Your swimlane is a set of criteria you can use to know whether or not a company is an ideal target to focus on. Have you clearly defined your swimlane? And no, this doesn’t include everyone who will still talk to you just because they could benefit from your product or service. “Everyone” is too broad and won’t close deals.
- Your ideal client profile
Your ideal client profile includes those who are ready to buy from you today. Don’t get distracted by the possibility that’s out there, but rather, who you can talk to right now. Don’t look for Mr. or Mrs. Right, but Mr. and Mrs. Right Now. The first step in building an ideal client profile is to identify all repeatable traits across your best clients. Examine where you can find the most amount of revenue (fastest sales) with the least amount of effort and objections. A common misconception is that an ICP is your industry, however, it’s actually a detailed persona of the individual(s) who wants your product or service and also shares your worldview.
- What happens when you leave your swimlane
As you may have heard, we reference our formula for sales a lot around here: Target + Message + Channel + Timing. Target is crucial because it determines the course of each step after it. Having the right target means being in the right swimlane and talking to the right persona at an ideal company who has a problem you can solve. So, leaving that swimlane can be detrimental because it wastes a lot of time, money, and activity going after those who could use your solution, but most likely won’t buy. Staying in your swimlane doesn’t mean you always have the best conversations. Rather, it’s about having the right conversations. Don’t waste your time on people who you have great conversations with, but ultimately won’t buy.

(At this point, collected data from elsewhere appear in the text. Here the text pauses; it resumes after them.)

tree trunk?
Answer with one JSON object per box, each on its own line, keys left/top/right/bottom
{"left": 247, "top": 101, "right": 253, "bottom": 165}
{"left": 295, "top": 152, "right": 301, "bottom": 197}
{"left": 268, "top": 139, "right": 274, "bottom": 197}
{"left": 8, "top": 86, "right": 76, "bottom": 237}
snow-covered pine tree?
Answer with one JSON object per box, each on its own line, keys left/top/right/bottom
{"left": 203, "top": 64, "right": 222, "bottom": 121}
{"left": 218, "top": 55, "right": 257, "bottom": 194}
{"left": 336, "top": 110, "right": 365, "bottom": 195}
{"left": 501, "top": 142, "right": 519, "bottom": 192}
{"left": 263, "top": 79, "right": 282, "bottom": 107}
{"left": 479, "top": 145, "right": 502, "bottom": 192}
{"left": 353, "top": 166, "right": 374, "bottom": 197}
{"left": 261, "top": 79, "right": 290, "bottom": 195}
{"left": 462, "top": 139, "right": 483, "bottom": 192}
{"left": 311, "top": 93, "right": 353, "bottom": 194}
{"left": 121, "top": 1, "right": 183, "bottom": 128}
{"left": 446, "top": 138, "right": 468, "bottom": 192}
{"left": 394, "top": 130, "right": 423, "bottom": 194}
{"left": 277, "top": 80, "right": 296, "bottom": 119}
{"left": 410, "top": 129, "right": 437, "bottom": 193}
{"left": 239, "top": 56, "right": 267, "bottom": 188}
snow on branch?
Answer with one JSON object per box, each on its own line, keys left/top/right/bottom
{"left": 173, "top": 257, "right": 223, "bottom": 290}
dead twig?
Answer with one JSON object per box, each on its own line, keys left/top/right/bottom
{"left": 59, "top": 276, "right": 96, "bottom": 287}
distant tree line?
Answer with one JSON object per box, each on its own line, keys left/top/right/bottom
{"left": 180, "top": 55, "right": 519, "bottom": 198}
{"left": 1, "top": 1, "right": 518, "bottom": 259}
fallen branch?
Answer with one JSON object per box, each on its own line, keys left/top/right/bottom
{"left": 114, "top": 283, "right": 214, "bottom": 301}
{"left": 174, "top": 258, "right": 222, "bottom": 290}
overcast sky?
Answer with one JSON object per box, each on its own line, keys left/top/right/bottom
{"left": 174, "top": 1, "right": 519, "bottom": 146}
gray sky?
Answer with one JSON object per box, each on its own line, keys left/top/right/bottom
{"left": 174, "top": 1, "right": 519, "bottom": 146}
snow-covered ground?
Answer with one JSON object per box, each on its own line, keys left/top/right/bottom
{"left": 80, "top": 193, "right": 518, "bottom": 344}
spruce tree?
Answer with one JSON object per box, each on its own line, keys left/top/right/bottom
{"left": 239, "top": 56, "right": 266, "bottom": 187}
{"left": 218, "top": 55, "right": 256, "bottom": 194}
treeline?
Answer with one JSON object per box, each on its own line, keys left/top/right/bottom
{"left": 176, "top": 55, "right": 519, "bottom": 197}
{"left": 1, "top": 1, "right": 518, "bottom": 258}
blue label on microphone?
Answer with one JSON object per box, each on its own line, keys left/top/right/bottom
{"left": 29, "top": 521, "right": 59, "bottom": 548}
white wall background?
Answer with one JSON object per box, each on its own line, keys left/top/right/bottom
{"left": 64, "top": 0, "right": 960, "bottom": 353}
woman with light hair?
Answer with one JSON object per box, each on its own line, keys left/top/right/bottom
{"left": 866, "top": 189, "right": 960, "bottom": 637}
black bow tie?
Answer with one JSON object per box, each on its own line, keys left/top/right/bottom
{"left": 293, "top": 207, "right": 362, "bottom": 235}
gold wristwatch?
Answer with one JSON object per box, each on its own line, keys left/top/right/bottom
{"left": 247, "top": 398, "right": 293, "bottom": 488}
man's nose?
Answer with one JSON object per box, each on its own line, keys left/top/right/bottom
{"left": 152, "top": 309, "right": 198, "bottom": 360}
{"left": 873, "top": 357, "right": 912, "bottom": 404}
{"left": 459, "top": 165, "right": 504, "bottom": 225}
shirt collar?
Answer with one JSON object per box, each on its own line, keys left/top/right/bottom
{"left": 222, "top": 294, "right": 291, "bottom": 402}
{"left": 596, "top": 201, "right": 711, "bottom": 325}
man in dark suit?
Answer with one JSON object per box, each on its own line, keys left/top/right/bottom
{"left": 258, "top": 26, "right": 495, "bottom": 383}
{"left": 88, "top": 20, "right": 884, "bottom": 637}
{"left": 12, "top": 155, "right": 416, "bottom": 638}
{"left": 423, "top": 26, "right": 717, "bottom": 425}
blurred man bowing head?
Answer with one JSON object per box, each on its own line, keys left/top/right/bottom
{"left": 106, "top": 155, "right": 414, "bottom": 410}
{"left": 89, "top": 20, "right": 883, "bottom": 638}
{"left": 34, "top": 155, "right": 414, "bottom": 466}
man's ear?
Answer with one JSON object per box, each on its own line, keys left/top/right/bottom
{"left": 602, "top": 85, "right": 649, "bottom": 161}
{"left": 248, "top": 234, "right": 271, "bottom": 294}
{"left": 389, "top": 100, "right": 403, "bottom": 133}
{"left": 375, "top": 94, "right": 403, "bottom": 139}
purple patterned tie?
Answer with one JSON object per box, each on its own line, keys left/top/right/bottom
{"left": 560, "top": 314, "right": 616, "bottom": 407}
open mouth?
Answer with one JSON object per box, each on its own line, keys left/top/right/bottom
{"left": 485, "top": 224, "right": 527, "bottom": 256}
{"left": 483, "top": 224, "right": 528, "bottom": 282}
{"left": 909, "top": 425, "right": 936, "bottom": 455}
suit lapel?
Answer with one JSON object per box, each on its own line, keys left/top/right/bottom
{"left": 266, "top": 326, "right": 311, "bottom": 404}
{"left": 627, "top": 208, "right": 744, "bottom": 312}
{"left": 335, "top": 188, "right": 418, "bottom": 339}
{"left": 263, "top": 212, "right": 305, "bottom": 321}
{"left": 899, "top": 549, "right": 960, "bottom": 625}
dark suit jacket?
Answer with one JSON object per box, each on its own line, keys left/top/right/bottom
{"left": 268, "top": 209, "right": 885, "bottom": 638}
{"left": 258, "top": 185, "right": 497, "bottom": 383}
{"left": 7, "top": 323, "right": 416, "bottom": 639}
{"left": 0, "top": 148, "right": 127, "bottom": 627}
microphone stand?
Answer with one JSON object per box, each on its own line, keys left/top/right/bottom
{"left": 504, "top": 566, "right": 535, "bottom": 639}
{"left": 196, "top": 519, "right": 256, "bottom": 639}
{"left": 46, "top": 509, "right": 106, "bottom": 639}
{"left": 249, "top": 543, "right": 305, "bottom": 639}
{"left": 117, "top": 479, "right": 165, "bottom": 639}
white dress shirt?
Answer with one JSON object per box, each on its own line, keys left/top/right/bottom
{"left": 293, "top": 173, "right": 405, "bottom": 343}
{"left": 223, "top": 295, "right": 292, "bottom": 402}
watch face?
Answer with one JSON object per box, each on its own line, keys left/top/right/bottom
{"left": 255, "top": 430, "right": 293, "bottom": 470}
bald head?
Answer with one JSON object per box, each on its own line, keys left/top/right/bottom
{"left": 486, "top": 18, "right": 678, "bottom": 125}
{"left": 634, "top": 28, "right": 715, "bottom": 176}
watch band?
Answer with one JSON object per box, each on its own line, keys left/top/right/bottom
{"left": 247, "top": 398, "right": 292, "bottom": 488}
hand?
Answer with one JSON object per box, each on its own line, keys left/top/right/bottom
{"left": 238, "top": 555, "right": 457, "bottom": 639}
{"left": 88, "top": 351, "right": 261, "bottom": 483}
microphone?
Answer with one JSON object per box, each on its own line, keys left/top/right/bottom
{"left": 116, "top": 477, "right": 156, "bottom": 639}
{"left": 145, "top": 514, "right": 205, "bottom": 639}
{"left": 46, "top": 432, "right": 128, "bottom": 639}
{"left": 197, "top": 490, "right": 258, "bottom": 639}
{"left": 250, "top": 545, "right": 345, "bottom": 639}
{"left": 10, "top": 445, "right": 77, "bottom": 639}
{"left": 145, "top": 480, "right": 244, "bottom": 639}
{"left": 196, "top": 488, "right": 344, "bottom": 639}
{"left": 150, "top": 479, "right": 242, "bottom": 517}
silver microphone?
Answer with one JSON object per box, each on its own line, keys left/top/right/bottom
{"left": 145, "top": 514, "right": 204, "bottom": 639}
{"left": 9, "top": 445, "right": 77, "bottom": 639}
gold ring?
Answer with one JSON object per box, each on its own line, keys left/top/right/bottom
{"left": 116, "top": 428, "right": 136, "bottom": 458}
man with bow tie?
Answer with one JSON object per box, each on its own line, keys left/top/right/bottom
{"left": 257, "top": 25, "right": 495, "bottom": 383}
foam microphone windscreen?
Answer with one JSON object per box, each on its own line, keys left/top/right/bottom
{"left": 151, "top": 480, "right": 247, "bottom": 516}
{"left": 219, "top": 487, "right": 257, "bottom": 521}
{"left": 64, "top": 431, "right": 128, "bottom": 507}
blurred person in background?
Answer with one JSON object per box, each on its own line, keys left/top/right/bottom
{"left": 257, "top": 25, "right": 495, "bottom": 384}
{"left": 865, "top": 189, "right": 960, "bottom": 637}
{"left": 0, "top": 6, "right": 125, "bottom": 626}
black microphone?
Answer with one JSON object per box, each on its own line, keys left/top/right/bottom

- When you should leave your swimlane
Unless you are closing deals constantly, your swimlane should have a lean infrastructure. You shouldn’t waste a lot of time and money on a website, decks, lists, etc. for a swimlane that isn’t going to end up working for you. Create multiple ICPs and be willing to quickly adapt. Constantly be innovating. Don’t buy huge lists that end up being filled with targets that are wrong for you (see our post about lists and inaccurate data here). Be intentional with what you test with each conversation. It’s not a failure to leave your current swimlane. If a swimlane and ICP is not working for you, it’s critical to leave it and try a new one. Don’t have a pipeline that’s either feast or famine. Be stable and willing to change.